At STH we have been covering CXL for man quarters from the early Intel CXL Compute Express Link Interconnect Announcement and the CXL explainer at Intel Interconnect Day 2019. Since then, we have chronicled major milestones in adoption as it went from an Intel-led standard to displace CCIX to its position now as the way forward and how it will work with the CXL and Gen-Z Formal MOU. While we expect to see early CXL 1.x generation products in late 2021/ early 2022, the industry is waiting for CXL 2.0 for a very important reason: switches and retimers. Indeed, we have heard major cloud providers talking about CXL 1.x as nice for development, but CXL 2.0 as tantalizing for deployment.
CXL 2.0 Context
There have been a number of different attempts at making a cache coherent interconnect. Ultimately CXL has been adopted by the industry in a major way. We have major chip companies, cloud service providers, and traditional enterprise IT providers all onboard and represented in the CXL Board of Directors. While there was some question in 2019, at this point, it is clear we are moving to CXL.
We are not going to cover this slide in too much detail (please read for more) but the main driver for a cache coherent interconnect is that it more efficiently utilizes memory, minimizes data transfer and replication, and can help increase performance.
In the CXL 1.0/ 1.1 spec, we effectively got the initial point-to-point use cases for CXL. If you, for example, want a CPU and GPU, FPGA, or other accelerators to leverage their respective memory inputs more effectively, then CXL 1.0/ 1.1 are the basic building blocks to make that happen.

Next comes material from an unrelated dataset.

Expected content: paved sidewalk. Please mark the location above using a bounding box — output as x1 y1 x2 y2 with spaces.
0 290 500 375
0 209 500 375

Current cloud providers are not just thinking about this in terms of a simple point-to-point connection. Instead, they are thinking about how this, along with Gen-Z, get hyper-scale data center to true disaggregation. We often describe CXL as the interface for inside the chassis while Gen-Z is for external expansion. That type of deployment is practically made possible with today’s announcement.
CXL 2.0 Specification Released
There are two big hardware announcements that are going along with the new CXL 2.0 specification: CXL 2.0 switches and retimers. The announcement itself focused on switches. Retimers are important since they allow for longer runs of CXL which will be increasingly important as speeds increase and PCB is challenged to meet the demand of modern system sizes.
Like a PCIe switch, a CXL 2.0 switch will allow the oversubscription of a host’s PCIe Gen5/ CXL 2.0 lanes to downstream devices. We commonly see these today in accelerator systems with GPUs. At STH, some examples are the Supermicro SYS-6049GP-TRT or our DeepLearning11 project. They are also used in high-end GPU systems even with NVLink such as the NVIDIA DGX A100 and Inspur NF5488M5 we reviewed.
The other common application that these are used is in storage. For example, the Facebook/ OCP Lightning platform is well-known as the hyper-scalers scale-out NVMe JBOF solution. With CXL switching, we get the ability to share multiple hosts and multiple resources whether they are accelerators or storage. This is what leads to large disaggregated resource pools in the data center.
A key challenge of CXL doing load-stores across longer, higher latency links (especially on a switched/ retimed fabric) and across different types of devices is guaranteeing that data has indeed been stored on a persistent memory device. CXL 2.0 has a unique flow and software layer for this. It is not really a surprise since Intel has been working on providing software models to use Optane DCPMMs (now Optane Memory) for some time. That work has made its way to standards bodies so that other persistent memory solutions can interact in a similar way.
Why this persistent memory matters a lot for large data center operators goes beyond just data integrity. CXL memory controllers with persistent memory attached can bring persistent storage to a server, or a pool of servers. For example, today, we discuss power-loss protection or PLP on SSDs. In the future, data can be written in a persistent manner to Optane (as an example) and then flushed to NAND. This gives the application benefits of being able to complete fast sync writes and can remove most of the DRAM cache and PLP from NAND SSDs since persistence can be handled elsewhere. That translates to large TCO savings in storage.
Another optional layer in the CXL 2.0 stack is security. The CXL 2.0 spec has a feature that is designed to prevent wires from being probed and easily snooped. Physical security is important and CXL is recognizing that. One other important note here is that CXL devices such as switches and retimers need to support the security spec as well.
Overall, this is one of the big announcements that will have major impacts as we start to see CXL 2.0 ecosystems deployed likely in the 2023-2025 timelines. Your purchases of servers in late 2021/ 2022 will likely start to have CXL 1.x as part of their feature set, and that will enable some point-to-point use cases. The bigger disaggregation plays happen with the CXL 2.0 generation.